Collaborative Projects Presenters
Andrew Alberts is a Data Scientist at Intact Insurance. Andrew focuses on leveraging machine learning to improve the performance of the telematics-driven Usage-Based Insurance (UBI) program. In addition, he spends time understanding how techniques from computer vision can be used to better understand customer driving behaviour and predict risk.
He holds a degree in Computational Mathematics from the University of Waterloo.
Raghav Goyal is a PhD student in Computer Vision and Machine Learning at the University of British Columbia (UBC).
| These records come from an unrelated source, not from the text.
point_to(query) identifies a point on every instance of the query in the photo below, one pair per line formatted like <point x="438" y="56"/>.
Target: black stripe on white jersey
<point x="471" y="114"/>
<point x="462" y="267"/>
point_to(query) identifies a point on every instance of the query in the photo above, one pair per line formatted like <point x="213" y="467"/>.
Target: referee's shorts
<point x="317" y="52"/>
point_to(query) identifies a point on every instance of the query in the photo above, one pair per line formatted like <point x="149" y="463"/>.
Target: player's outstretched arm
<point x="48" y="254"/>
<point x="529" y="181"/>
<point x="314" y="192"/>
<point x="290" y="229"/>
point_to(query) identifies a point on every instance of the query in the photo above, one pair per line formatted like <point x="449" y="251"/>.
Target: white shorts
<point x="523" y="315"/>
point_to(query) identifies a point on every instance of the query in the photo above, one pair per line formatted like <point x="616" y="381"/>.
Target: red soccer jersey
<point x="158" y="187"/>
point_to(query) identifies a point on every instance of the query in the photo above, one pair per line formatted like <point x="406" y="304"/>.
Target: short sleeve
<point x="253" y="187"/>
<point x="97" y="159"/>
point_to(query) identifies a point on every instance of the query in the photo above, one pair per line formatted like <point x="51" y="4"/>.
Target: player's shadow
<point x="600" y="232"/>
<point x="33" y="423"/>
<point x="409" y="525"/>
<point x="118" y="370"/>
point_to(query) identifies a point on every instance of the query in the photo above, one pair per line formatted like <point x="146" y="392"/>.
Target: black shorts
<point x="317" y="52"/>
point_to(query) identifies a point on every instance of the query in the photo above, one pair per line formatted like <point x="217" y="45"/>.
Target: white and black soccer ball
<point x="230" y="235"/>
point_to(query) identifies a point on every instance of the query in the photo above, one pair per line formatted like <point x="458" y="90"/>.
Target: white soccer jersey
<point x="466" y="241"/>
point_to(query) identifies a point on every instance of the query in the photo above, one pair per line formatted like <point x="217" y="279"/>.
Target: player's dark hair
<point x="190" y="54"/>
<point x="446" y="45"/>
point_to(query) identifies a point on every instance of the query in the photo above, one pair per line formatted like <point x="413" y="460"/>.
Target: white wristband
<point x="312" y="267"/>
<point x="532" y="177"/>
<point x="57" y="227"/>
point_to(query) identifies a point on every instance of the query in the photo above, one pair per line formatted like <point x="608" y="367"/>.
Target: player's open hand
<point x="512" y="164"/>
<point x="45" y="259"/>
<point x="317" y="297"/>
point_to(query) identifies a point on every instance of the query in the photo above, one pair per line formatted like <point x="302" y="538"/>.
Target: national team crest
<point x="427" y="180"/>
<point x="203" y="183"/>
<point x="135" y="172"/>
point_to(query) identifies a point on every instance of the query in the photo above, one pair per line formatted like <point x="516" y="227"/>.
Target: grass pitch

Prior to this he spent three years at Twenty Billion Neurons GmbH (20bn) in Berlin, Germany as an AI Engineer working on video understanding under the supervision of Roland Memisevic, PhD. He obtained an Integrated M.Tech. (5-year programme) from Indian Institute of Technology (IIT) Delhi in Mathematics and Computing.
John Jewell is an Applied Machine Learning Intern at Vector Insitute and Master of Computer Science candidate at Western University.
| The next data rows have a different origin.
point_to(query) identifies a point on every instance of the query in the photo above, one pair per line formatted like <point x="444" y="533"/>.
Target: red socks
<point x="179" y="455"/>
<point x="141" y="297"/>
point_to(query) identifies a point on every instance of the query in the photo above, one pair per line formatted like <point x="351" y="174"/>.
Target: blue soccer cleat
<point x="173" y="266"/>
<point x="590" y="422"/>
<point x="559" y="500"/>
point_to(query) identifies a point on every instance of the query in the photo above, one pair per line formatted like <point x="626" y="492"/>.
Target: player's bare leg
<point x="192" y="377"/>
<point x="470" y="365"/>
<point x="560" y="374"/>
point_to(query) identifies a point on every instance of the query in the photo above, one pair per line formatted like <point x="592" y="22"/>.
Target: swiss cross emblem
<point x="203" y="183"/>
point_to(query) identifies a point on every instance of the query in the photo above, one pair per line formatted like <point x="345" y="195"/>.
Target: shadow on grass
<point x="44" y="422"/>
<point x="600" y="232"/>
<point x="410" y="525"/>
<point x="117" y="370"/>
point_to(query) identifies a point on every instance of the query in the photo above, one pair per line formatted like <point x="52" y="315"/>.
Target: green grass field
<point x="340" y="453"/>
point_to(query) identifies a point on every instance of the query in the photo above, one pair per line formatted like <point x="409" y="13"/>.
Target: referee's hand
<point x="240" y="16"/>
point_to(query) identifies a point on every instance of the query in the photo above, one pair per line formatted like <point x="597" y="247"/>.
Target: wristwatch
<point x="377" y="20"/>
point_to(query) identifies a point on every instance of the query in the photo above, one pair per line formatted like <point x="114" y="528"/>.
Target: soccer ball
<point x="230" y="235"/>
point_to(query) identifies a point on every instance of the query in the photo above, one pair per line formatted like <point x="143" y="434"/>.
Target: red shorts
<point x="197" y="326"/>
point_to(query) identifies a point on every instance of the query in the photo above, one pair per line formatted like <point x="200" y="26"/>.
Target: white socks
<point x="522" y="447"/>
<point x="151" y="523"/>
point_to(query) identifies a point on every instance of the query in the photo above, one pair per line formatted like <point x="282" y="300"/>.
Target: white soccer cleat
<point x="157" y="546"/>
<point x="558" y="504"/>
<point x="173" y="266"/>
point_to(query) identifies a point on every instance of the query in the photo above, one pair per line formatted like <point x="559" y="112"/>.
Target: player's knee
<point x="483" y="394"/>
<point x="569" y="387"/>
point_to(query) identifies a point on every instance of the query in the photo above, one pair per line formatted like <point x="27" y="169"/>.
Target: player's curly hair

Shuja Khalid is a second year PhD student currently supervised by Professor Frank Rudzicz at the University of Toronto. His research interests include 3D visual scene understanding and explainability, using unsupervised training techniques.
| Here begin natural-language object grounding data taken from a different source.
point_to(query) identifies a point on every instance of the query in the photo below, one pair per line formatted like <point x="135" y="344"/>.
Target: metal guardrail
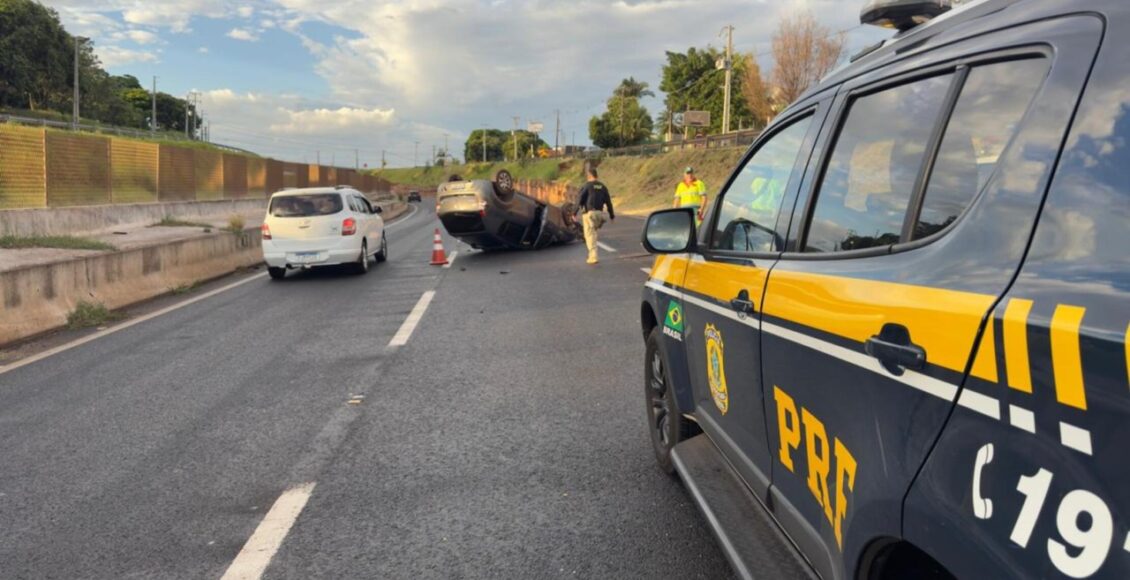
<point x="713" y="141"/>
<point x="121" y="131"/>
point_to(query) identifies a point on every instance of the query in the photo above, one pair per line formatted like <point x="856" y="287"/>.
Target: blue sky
<point x="297" y="79"/>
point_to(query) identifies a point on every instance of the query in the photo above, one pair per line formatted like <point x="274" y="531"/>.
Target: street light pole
<point x="153" y="119"/>
<point x="729" y="77"/>
<point x="75" y="112"/>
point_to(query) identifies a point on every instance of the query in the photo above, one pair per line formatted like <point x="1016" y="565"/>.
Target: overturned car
<point x="493" y="216"/>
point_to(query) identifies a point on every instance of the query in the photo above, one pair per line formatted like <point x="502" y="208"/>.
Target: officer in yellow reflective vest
<point x="692" y="192"/>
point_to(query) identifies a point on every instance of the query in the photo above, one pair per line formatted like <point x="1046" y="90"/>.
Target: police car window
<point x="870" y="176"/>
<point x="993" y="100"/>
<point x="749" y="207"/>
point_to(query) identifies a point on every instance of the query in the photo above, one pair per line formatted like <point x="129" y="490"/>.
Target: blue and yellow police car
<point x="897" y="346"/>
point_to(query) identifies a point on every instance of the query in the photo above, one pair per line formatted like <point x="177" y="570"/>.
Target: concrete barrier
<point x="38" y="297"/>
<point x="101" y="219"/>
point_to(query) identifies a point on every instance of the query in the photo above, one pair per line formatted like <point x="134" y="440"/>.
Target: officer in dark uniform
<point x="594" y="197"/>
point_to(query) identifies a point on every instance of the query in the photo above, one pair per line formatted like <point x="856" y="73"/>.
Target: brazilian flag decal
<point x="674" y="317"/>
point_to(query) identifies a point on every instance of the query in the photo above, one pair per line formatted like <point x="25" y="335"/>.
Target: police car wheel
<point x="666" y="423"/>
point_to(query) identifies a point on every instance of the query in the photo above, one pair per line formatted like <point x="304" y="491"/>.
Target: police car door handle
<point x="742" y="304"/>
<point x="895" y="351"/>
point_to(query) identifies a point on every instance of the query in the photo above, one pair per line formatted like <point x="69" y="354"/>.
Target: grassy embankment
<point x="639" y="184"/>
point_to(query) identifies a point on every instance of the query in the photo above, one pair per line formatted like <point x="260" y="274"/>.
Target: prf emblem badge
<point x="672" y="326"/>
<point x="715" y="369"/>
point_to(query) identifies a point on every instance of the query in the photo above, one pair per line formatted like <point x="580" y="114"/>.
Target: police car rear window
<point x="871" y="174"/>
<point x="987" y="115"/>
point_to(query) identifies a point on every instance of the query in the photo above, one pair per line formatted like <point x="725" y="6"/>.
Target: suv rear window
<point x="306" y="205"/>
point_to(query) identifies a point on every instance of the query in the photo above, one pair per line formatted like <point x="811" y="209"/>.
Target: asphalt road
<point x="506" y="439"/>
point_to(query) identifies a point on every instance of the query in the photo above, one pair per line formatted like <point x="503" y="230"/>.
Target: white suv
<point x="321" y="226"/>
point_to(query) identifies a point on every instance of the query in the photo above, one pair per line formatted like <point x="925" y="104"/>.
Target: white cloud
<point x="243" y="34"/>
<point x="326" y="121"/>
<point x="116" y="55"/>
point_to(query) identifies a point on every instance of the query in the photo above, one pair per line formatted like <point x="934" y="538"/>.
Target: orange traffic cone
<point x="439" y="257"/>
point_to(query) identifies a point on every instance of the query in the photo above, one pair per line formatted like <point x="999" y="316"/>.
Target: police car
<point x="897" y="346"/>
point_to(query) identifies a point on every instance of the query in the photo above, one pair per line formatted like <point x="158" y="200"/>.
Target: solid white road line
<point x="414" y="318"/>
<point x="123" y="326"/>
<point x="260" y="548"/>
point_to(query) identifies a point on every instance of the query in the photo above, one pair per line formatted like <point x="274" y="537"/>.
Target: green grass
<point x="639" y="184"/>
<point x="172" y="222"/>
<point x="61" y="242"/>
<point x="88" y="314"/>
Matthew Kowal is a PhD researcher at York University in Toronto, Canada, supervised by Dr. Kosta Derpanis. His research focuses on how we can better understand visual time-series data using neural networks. In particular, He is currently working on designing interpretable deep learning algorithms for video-based computer vision algorithms. He is currently a Scientist in Residence at NextAI, and a Post-Graduate Affiliate and Technical Lead at the Vector Institute.
Jinbiao (Bill) Ning is a Transportation as a System Analyst at Thales Group. He achieved his PhD from McMaster University and joined Thales in 2017. Bill is applying the state-of-the-art computer vision to autonomous train project at Thales.
Kuldeep Panjwani is a Software Engineer at Telus. He has an undergraduate degree from University of Waterloo in the field of Mechatronics Engineering. Kuldeep has a keen interest in deep learning which he has explored though work with EA focusing on reinforcement learning and more recently in computer vision at Telus. He aims to continue finding different ways AI driven algorithms can integrate and improve existing systems.
Gerald Shen is an Associate Applied Machine Learning Specialist on the AI engineering team at Vector Institute.
This event is open to Vector Sponsors, Researchers and Students only. Any registration that is found not to be a Vector Sponsor, Researcher or Student will be asked to provide verification and, if unable to do so, will not be able to attend the event.